You only get to use this justification so many times before people get wise to what's going on.

And while you may have only the purest of motives for endorsing a "humanitarian intervention" in country X, recognize that others in our government, not quite as pure as you, are using your humanitarian concern to advance their agenda. And if your humanitarianism only serves to whitewash what is really just the self-interest of those in power, then don't you bear some responsibility for the consequences?

I hate this whole "values" notion. First, of course, I don't like people telling me what my values are.

More importantly, I don't think anyone should have to die in a war just because a foreign power is doing something at odds with our stated values. I'm not sure, for example, that we should send troops to Darfur. Darfur is dangerous. Some of our troops might die horribly. They signed up to defend the U.S. not Darfur. I know that I would want to go to Darfur to fight with people. So I'm not going to ask anyone else to.

Finally, as SteveB has pointed out -- how many times has the language of values been corrupted in American foreign policy? Certainly more often than not.

"Without a clear commitment to a clearly-defined set of founding ideals, we will fail to articulate a foreign policy vision to the world that is confident, consistent, and credible."

By that very high standard, no nation-state has ever had a "three-C's" foreign policy. Perhaps, you first need to define these founding ideals first, then the vision.

Kaplan has evolved over the years into thoroughly eloquent, reactionary, apocalyptic and chauvinistic lunatic, and sometime admirer of genocide. Like a lot of Jewish intellectuals of his generation, he has been so twisted and traumatized by the Israeli experience, so "mugged by reality" as they like to put it, so captivated by the primitive call of national identification, that he has lost his marbles and humanity. From his wretched hatchet job of State Department Arabists, to his hysterical ravings about the coming global "anarchy", to his pathetic worship of the "pagan ethos" to his grotesque admiration for the genocidal wars against the Native Americans, Kaplan is simply what fascism looks like in 2007.

The universalism that Kaplan damns with faint praise, and opposes to the glories of "faith", along with similar neoconservative thinkers, is precisely the "foreign policy vision" that appeals to so much of the rest of the world. While others dream of a drawing together of states and peoples, and a sublimation of nationalist impulses within a higher urge toward a global community, Kaplan and his ilk push in the other direction, and celebrate the love of the tribe and its gods. Their critique of "universalism" is all of a piece with their tirades against "relativism", "moral equivalence" and the other bugbears of the fanatical neoconservative dream world.
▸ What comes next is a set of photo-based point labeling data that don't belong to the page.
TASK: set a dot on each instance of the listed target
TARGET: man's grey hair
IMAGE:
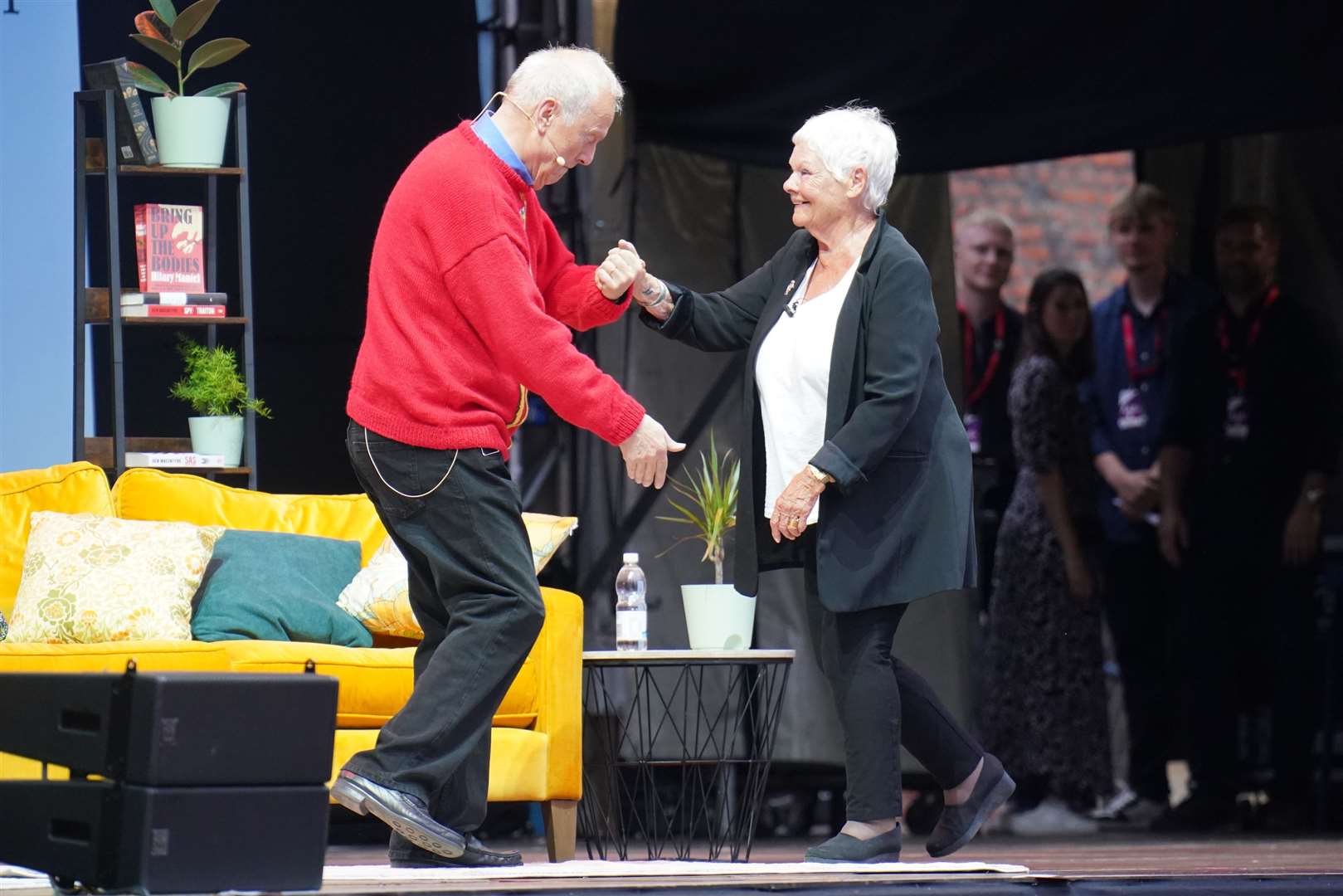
(987, 218)
(575, 75)
(854, 137)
Kaplan and the other neos believe that national cults, religious and ethnic supremacism, ungrounded faith and tribal loyalty, the will to dominate and the ruthless martial glory-seeking are the natural condition of mankind, and that we should all just get with the fascist program and stop our sick and decadent whining about international law, peace, harmony, detente and the other illnesses of liberal modernity.

Seriously Shadi, don't you see any alternatives at all to a cold, niggardly realism and an "interventionist state" thrust ever forward into the world by a missionary zeal and totemic worship of the Founders and "founding values"? In the end they are both just two different kinds of extreme nationalism.

I saw the title of the main post here and immediately thought, " faith is the assurance of things hoped for, the conviction of things not seen." Just another in a long line of posts here about the capacity of Arab states to sustain democracy, I thought.

My mistake.

As Dan Kervick mentioned earlier Kaplan does have extremely right winged views and he really does not believe in American values. In his book Imperial Grunts, Kaplan does not want any civilian decision making whatsoever in foreign policy disputes rather he wants to leave it soley to the military. This is against over two hundred years of civilian control of the American military. The terrorist will have won the ideological ground if we adopt Kaplan's values.